Com olhares soberbos de quem sempre vê no futuro algo melhor do que a continuidade prudente a partir do passado; tais algozes vagarosos não acenderam as chamas que ontem consumiram o museu, mas talvez aplaudiram felizes o espetáculo caótico tal como fez Nero em Roma. Quando Deodoro da Fonseca rompeu o primeiro elo, derrocamos numa caída vertiginosa que nunca mais permitiu ao país dirigir qualquer apreço oficial à história que fundamentou e fincou as raízes desse país.

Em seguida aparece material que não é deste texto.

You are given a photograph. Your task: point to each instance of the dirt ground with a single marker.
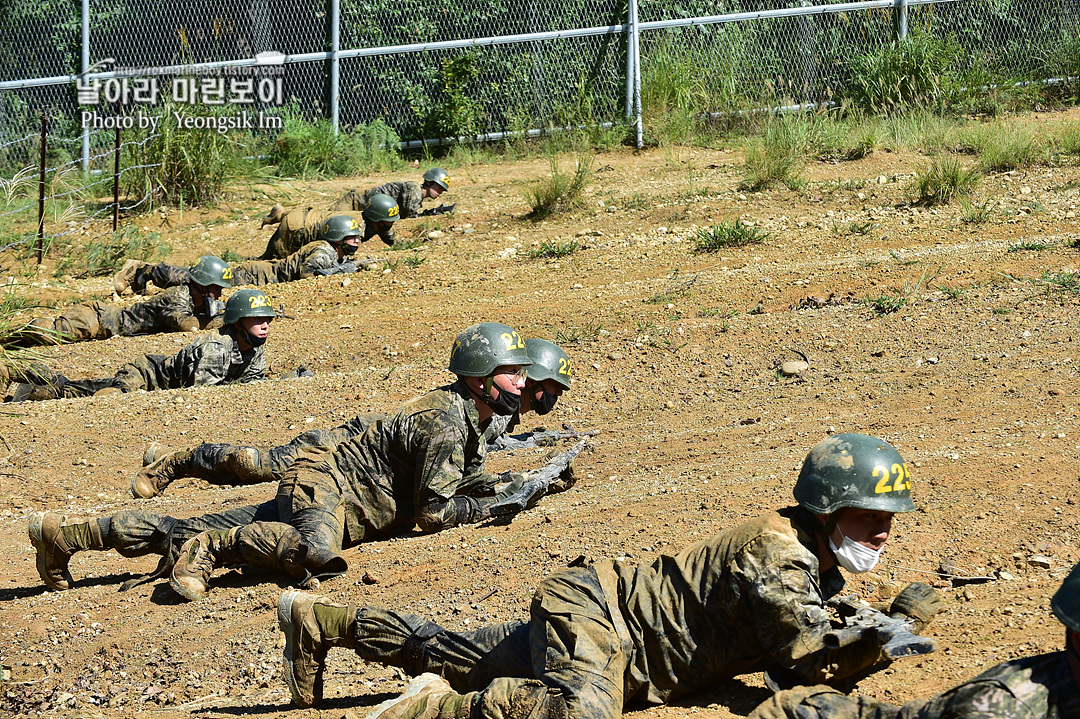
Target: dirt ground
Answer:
(677, 357)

Tais governos que nunca tiveram apreço pelo passado nacional, digamos a verdade sem voltas e retóricas ornamentais. Naturalmente então poucos recursos foram destinados às memorias guardadas naquele museu, pouco dinheiro investiram em restaurações, seguranças estruturais e demais necessidades básicas daquele monumento. Recursos que — é sempre bom lembrar — estavam irrigando projetos em Cuba, Venezuela e Nicarágua; tal desabafo é mais de que o ato de buscar bodes expiatórios, é expor as consequências irremediáveis daquelas corrupções que vemos em nossos noticiários e tantas outras que nos são ocultadas. A corrupção é um polvo gigantesco que inevitavelmente um dia nos alcançará com seus tentáculos, ontem foi o dia do Museu Nacional.

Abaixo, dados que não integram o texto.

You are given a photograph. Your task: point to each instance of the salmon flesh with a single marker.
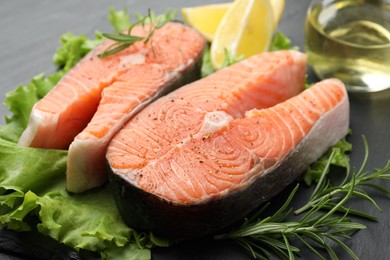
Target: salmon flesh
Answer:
(66, 110)
(207, 154)
(99, 95)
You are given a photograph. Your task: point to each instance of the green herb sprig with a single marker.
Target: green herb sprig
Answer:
(327, 220)
(124, 40)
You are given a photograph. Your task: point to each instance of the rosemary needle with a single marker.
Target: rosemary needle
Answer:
(125, 40)
(322, 223)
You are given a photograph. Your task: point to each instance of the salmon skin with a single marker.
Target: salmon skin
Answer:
(67, 109)
(205, 155)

Coloquem agora a nossa história no Maracanã ou na Arena Amazônia; contem à posteridade como Dom Pedro I declarou a independência do Brasil sob as arquiteturas medonhas de Oscar Niemeyer; coloquemos as riquezas sem fim, de mais de 500 anos, em alguma universidade federal brasileira, universidades que em nome de uma igualdade ideológica e histeria política, há muito já anunciaram ser o passado brasileiro um legado que elas querem esquecer e vomitar. Será que algumas das vistosas piscinas olímpicas conseguirão suportar as lágrimas dos homens e mulheres, negros e brancos, aristocratas e plebeus, escravos e livres, ricos e pobres, que ontem foram incinerados com aquilo que restava de suas memórias?

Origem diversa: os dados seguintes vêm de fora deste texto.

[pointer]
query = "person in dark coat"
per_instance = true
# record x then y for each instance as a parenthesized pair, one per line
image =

Geralmente julgamos acertadamente ser a perda de um indivíduo como algo irreparável; a perda de um agrupamento de homens e mulheres que forjaram nossa terra, documentos, mapas, ossadas, ornamentos, arquiteturas e demais lembranças, é simplesmente uma tragédia inominável. O trepidar das chamas que ontem emudeceu a história brasileira, talvez seja a melhor expressão desse terror; para quem ama essa terra para além das direções ideológicas, das bandeiras partidárias e dos planos de gurus políticos, poucas coisas serão tão tristes.

A voz da nação está embargada, o nó na garganta é hoje um sentimento comum.